# ML Accelerated PDE Control

To successfully deploy modern control systems such as energy systems, transportation, robotics etc., we need algorithms that operate in real-time with stability and robustness guarantees. However, many of the algorithms in control theory require solving challenging differential and integral equations that take significant computational effort. This makes applying these algorithms in the real world challenging.

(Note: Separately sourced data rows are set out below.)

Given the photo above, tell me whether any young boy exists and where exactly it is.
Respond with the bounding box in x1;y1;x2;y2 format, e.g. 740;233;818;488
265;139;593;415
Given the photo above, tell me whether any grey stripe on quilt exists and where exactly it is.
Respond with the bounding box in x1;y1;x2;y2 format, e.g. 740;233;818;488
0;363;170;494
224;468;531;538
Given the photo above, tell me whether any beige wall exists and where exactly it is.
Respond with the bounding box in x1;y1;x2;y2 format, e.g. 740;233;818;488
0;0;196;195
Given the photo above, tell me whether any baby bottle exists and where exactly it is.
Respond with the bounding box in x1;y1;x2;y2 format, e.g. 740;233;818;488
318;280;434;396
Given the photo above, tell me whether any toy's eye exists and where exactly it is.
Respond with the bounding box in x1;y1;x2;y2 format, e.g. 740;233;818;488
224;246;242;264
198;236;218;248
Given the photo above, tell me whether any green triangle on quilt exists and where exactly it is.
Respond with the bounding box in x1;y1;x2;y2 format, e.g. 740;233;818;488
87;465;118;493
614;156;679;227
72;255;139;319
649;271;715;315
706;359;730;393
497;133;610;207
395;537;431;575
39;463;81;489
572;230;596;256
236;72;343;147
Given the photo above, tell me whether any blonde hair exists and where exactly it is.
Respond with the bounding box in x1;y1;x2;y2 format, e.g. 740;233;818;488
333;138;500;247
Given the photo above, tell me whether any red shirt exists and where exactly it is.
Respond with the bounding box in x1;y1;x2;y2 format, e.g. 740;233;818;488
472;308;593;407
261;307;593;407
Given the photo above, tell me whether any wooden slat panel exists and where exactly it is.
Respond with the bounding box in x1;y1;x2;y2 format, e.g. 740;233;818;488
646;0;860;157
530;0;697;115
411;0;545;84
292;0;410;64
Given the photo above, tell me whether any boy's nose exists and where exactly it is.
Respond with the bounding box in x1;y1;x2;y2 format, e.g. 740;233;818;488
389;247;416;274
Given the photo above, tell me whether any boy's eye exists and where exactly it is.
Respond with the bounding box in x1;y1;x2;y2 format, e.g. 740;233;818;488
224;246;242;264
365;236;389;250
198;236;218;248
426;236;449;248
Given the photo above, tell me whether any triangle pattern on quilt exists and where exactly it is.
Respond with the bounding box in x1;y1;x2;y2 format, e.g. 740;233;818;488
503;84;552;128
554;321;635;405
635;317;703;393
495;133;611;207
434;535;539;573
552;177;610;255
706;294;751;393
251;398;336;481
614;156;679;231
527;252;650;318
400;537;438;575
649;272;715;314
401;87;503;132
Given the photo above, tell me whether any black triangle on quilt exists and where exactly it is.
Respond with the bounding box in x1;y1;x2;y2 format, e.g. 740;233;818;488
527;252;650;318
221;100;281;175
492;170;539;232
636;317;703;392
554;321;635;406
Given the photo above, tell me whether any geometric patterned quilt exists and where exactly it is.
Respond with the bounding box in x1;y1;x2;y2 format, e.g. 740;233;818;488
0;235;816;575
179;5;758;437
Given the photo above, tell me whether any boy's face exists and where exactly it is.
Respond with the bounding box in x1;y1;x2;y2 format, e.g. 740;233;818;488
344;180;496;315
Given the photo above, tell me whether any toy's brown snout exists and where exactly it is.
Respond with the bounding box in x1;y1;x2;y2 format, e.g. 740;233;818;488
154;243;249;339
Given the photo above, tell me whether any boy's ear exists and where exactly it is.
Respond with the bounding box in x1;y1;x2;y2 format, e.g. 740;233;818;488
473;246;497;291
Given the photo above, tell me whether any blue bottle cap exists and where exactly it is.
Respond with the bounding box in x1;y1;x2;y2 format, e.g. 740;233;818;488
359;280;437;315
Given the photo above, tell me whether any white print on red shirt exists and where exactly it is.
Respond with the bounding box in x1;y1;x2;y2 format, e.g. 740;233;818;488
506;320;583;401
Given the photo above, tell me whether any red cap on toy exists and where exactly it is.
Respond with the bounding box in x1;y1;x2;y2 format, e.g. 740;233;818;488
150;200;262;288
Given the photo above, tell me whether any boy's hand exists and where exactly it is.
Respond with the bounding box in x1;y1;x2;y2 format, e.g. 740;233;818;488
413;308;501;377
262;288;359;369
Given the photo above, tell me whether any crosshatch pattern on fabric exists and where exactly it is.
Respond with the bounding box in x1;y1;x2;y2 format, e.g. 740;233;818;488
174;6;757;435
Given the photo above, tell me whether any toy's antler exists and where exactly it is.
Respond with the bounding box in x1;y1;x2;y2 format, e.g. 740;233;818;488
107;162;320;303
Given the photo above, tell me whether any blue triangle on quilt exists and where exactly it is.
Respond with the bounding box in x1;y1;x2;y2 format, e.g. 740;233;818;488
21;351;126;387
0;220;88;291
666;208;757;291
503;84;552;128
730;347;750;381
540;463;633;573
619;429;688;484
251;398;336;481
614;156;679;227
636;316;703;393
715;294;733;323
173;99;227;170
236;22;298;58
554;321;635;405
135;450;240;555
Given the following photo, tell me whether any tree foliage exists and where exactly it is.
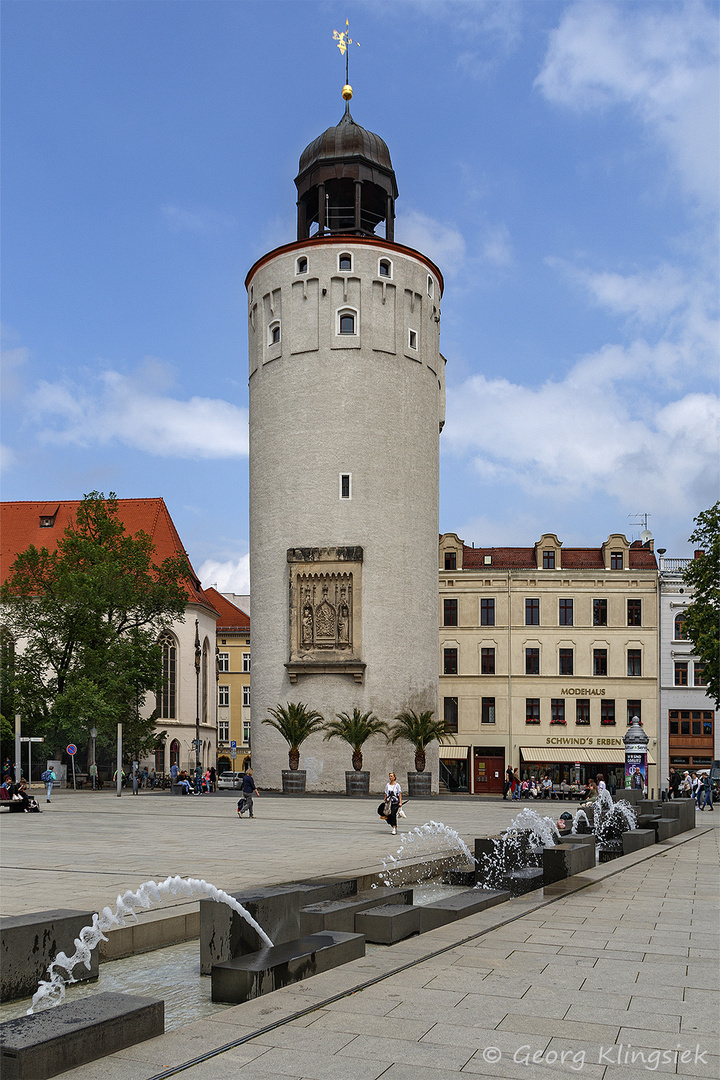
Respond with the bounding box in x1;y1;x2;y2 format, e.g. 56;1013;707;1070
324;707;388;772
682;501;720;707
0;491;190;755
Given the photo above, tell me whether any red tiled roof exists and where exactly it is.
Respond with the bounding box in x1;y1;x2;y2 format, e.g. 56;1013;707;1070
462;540;657;570
0;499;214;609
205;585;250;633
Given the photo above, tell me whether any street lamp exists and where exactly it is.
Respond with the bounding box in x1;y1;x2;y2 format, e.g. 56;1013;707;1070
195;619;203;785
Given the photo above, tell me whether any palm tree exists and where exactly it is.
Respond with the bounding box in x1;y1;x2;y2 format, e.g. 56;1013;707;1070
262;701;325;772
325;708;388;772
388;708;454;772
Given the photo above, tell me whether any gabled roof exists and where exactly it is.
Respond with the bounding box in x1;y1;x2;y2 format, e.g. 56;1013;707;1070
205;585;250;633
0;499;215;609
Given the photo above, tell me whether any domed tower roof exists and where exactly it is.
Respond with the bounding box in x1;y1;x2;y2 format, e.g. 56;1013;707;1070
295;99;397;241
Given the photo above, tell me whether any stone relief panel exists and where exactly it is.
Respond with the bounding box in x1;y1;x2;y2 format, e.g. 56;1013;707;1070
286;546;365;681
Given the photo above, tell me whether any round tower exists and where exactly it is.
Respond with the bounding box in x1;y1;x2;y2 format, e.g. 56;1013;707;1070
250;87;445;791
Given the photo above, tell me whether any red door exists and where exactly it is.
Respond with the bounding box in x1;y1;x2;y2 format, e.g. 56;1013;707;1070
475;751;505;795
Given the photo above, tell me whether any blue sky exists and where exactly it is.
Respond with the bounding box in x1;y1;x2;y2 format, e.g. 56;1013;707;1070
2;0;720;592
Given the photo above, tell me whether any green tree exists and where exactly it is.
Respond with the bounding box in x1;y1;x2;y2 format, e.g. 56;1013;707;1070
324;708;388;772
682;501;720;707
0;491;190;755
389;708;454;772
262;701;325;772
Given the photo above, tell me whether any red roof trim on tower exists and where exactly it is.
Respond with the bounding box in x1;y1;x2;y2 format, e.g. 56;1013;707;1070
245;233;445;296
0;498;215;611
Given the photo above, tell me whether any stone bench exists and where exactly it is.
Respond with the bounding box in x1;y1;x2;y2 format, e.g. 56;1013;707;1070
300;887;412;934
212;930;365;1004
543;837;595;886
418;889;510;934
623;828;655;855
0;907;98;1001
355;904;422;945
0;994;165;1080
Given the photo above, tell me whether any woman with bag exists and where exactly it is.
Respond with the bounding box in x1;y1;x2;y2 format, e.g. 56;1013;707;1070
378;772;403;836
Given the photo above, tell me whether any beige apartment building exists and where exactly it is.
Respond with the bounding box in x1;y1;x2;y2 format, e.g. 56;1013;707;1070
439;532;658;794
206;589;250;772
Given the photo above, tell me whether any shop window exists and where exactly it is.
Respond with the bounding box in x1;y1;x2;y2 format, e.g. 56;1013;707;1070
627;649;642;677
627;701;642;724
627;599;642;626
443;598;458;626
480;698;495;724
551;698;567;724
443;648;458;675
600;698;615;725
443;698;458;734
558;598;572;626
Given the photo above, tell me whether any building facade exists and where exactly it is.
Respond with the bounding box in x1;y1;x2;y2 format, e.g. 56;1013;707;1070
206;588;250;772
0;499;217;773
439;534;658;794
246;87;445;791
658;553;720;787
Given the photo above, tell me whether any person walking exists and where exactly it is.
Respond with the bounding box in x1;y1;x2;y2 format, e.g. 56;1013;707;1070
40;766;57;802
237;769;260;818
378;772;403;836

In a set of recent works, we introduce a framework for eliminating the computation of controller gain functions in PDE control. We learn the nonlinear operator from the plant parameters to the control gains with neural operator - neural networks that learn in the functional space. We provide closed-loop stability guarantees (global exponential) under an NN-approximation of the feedback gains. While, in the existing PDE backstepping, finding the gain kernel requires (one offline) solution to an integral equation, the neural operator (NO) approach we propose learns the mapping from the functional coefficients of the plant PDE to the kernel function by employing a sufficiently high number of offline numerical solutions to the kernel integral equation, for a large enough number of the PDE model's different functional coefficients. We prove the existence of a neural operator approximation, with arbitrarily high accuracy, of the exact nonlinear continuous operator mapping PDE coefficient functions into gain functions.

Neural operators for bypassing gain and control computations in PDE backstepping

Hyperbolic PDE [1]: Top row showcases open-loop instability and bottom row highlights the closed-loop state response (stability) for the learned controller.

Neural operators of backstepping controller and observer gain functions for reaction-diffusion PDEs

Reactio-diffusion PDE [2]: The top row shows the mapping from system parameters to the controller gain kernel to be learned via neural operator; bottom row showcases closed-loop solutions with the learned kernel

Operator Learning for Nonlinear Adaptive Control

coming soon...

References:

[1] L. Bhan, Y. Shi, and M. Krstic, “Neural operators for bypassing gain and control computations in PDE backstepping,” IEEE Transactions on Automatic Control, under review.

[2] M. Krstic, L. Bhan, and Y. Shi, "Neural operators of backstepping controller and observer gain functions for reaction-diffusion PDEs,” Automatica, under review.

[3] L. Bhan, Y. Shi, and M. Krstic, “Operator Learning for Nonlinear Adaptive Control,” accepted at Annual Learning for Dynamics & Control Conference (L4DC), 2023.